The country’s biggest bank by assets had threatened to terminate the contracts of ‘excess’ staff starting from the top and eliminate some branches in a bid to accelerate returns from the all-stock acquisition.
“The board has looked at the risk and what is the risk profile. The board does not intend to keep the management of NBK. The board has no intention of keeping the NBK board. There is no (such) intention,” KCB CEO Joshua Oigara had stated.
KCB had already started making good on their declaration to get rid of the senior management of National Bank of Kenya (NBK) once the takeover of the lender was complete. Just recently, Oigara appointed Paul Russo as the MD designate for NBK during the two year transitional period as the lender becomes integrated with KCB edging out Wilfred Musau.
A majority of the NBK employees can now rest easy after the regulator moves in their favour.
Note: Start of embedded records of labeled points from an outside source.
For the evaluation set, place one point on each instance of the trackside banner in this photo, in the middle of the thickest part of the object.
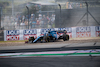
(73, 32)
(69, 31)
(12, 35)
(97, 31)
(29, 33)
(83, 32)
(43, 31)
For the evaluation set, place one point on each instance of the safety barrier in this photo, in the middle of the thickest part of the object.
(74, 32)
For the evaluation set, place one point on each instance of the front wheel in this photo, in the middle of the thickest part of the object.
(65, 37)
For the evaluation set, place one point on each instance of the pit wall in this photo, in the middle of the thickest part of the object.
(74, 32)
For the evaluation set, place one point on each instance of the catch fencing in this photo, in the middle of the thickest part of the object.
(73, 32)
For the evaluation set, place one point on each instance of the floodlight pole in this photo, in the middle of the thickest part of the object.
(60, 9)
(28, 16)
(87, 12)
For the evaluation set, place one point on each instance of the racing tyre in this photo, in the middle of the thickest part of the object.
(65, 37)
(31, 39)
(45, 39)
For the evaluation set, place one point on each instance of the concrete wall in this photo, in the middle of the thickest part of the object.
(71, 17)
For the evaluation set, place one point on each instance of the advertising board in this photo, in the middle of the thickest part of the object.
(43, 31)
(69, 31)
(29, 33)
(12, 35)
(83, 32)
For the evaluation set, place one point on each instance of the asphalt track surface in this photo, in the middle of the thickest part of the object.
(55, 46)
(51, 61)
(65, 61)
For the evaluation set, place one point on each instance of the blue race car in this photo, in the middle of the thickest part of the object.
(50, 36)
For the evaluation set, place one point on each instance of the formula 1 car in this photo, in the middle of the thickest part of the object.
(50, 36)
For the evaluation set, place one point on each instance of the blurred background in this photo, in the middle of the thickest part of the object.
(34, 14)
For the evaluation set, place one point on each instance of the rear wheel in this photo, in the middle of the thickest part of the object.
(46, 39)
(65, 37)
(31, 39)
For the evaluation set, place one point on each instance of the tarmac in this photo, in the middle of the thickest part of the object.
(79, 42)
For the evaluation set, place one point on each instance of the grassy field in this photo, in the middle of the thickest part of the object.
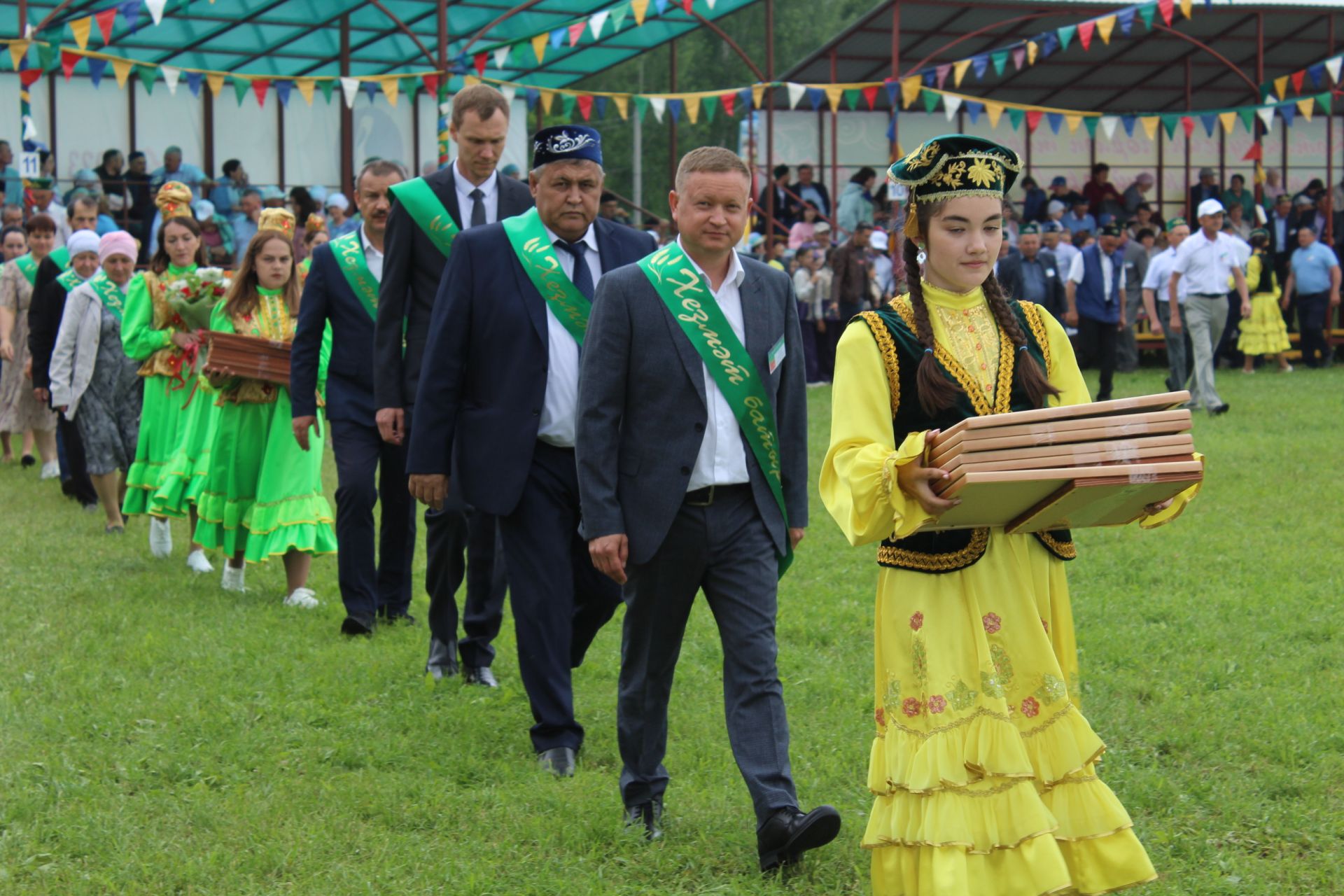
(162, 736)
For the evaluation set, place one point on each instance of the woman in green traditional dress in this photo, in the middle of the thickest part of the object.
(264, 493)
(167, 307)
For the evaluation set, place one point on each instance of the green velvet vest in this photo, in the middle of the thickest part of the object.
(894, 330)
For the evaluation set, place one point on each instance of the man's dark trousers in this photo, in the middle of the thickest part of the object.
(726, 550)
(370, 589)
(559, 599)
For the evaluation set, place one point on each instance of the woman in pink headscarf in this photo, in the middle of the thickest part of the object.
(93, 382)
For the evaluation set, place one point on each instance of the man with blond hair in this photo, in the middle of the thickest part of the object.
(694, 475)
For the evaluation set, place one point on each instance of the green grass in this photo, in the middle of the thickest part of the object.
(162, 736)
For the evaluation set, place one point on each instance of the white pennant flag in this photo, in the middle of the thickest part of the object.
(350, 86)
(597, 22)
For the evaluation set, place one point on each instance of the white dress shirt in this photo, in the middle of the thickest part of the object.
(1208, 262)
(491, 197)
(372, 257)
(722, 460)
(562, 371)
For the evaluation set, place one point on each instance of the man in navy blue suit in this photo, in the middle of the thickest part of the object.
(500, 388)
(342, 290)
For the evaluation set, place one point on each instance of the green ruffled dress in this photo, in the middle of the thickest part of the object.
(262, 493)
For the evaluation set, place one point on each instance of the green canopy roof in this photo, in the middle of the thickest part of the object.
(298, 38)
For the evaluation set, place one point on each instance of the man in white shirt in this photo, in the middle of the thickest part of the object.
(1206, 261)
(1164, 317)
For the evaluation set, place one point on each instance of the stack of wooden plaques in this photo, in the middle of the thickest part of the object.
(1066, 468)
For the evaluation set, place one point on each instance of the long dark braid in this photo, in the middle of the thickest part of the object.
(1032, 379)
(936, 390)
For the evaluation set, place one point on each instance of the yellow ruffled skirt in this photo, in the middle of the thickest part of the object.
(983, 767)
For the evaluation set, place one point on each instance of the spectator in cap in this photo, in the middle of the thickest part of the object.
(1136, 194)
(1206, 188)
(1096, 293)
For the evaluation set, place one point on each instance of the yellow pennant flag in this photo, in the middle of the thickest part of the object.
(958, 71)
(1105, 27)
(80, 29)
(121, 67)
(910, 89)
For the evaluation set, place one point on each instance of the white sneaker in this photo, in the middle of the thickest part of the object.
(233, 580)
(160, 536)
(302, 598)
(198, 562)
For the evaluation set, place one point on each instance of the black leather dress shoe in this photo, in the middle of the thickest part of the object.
(479, 676)
(558, 761)
(356, 625)
(790, 833)
(648, 814)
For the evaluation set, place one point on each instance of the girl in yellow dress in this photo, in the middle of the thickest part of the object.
(1264, 332)
(984, 770)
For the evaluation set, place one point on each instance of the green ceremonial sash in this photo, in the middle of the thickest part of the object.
(349, 251)
(527, 235)
(109, 295)
(425, 210)
(695, 309)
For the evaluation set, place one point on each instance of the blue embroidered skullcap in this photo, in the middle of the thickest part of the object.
(566, 143)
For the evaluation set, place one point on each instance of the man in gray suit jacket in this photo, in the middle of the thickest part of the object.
(675, 500)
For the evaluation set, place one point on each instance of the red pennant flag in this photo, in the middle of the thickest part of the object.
(1085, 31)
(67, 62)
(106, 19)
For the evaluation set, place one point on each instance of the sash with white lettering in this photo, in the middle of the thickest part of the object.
(109, 295)
(527, 235)
(428, 211)
(350, 257)
(695, 309)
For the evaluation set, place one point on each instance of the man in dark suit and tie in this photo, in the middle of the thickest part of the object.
(342, 290)
(500, 388)
(425, 218)
(687, 484)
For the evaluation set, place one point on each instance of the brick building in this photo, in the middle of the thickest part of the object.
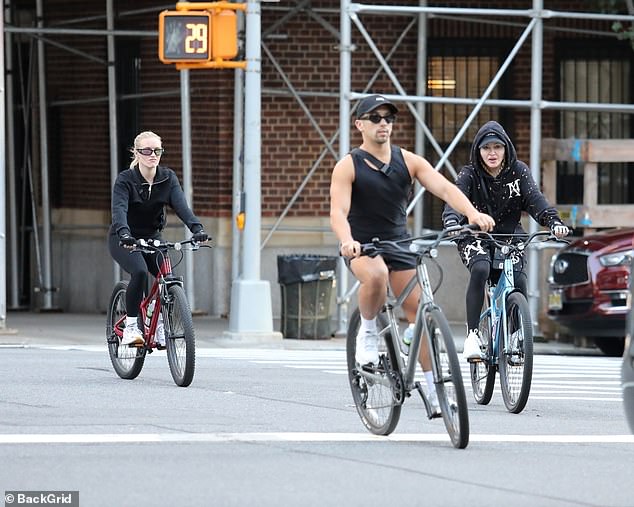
(583, 61)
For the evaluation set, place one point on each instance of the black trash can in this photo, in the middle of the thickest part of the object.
(307, 283)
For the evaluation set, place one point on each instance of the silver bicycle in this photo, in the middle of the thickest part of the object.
(379, 392)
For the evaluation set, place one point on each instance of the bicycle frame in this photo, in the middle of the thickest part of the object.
(407, 367)
(497, 295)
(163, 279)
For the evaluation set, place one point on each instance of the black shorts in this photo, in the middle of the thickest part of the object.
(394, 262)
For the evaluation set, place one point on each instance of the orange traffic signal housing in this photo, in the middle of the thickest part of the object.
(196, 37)
(224, 34)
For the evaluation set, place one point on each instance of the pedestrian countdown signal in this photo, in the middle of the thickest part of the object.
(204, 37)
(184, 36)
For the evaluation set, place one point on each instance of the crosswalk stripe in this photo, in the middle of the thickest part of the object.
(119, 438)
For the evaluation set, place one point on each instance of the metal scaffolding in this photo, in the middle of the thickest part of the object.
(531, 20)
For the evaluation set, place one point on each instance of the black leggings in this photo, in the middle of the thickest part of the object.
(137, 264)
(480, 273)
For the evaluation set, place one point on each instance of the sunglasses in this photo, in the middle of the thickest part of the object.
(376, 118)
(148, 151)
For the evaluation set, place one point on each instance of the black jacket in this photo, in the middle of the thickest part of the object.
(138, 208)
(504, 197)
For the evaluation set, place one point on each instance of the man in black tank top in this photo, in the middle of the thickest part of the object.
(369, 192)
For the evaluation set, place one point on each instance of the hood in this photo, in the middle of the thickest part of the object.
(608, 241)
(492, 127)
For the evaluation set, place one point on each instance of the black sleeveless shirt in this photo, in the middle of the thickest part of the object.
(378, 208)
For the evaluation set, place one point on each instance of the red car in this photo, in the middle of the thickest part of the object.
(589, 286)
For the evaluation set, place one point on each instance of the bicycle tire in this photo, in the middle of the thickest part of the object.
(179, 336)
(449, 387)
(376, 404)
(126, 361)
(516, 366)
(483, 372)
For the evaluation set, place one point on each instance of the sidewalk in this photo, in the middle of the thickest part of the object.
(52, 329)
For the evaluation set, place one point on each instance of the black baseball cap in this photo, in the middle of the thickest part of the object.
(369, 104)
(491, 137)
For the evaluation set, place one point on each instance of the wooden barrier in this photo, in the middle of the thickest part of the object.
(588, 152)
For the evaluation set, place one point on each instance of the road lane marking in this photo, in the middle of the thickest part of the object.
(299, 437)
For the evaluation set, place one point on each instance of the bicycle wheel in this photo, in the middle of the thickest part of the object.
(483, 372)
(179, 336)
(516, 364)
(450, 388)
(374, 396)
(126, 361)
“In order to strike a balance between addressing the public interest concerns and accommodating the strategic intent of the merging parties, the Authority was of the view that granting a conditional approval to the proposed transaction would be appropriate,” the regulator said in a statement
KCB which has 4,835 employees in Kenya will now have to retain a huge percentage of NBK’s workforce of about 1,356 employees. Combined the total staff count of the merger adds upto 6,191 employees and despite the regulatory constraint, KCB can still lay off 619 workers.
CAK also stated it approved the buyout partly because KCB will be in a position to support NBK whose performance has deteriorated over the years, with the lender breaching the minimum capital adequacy ratios.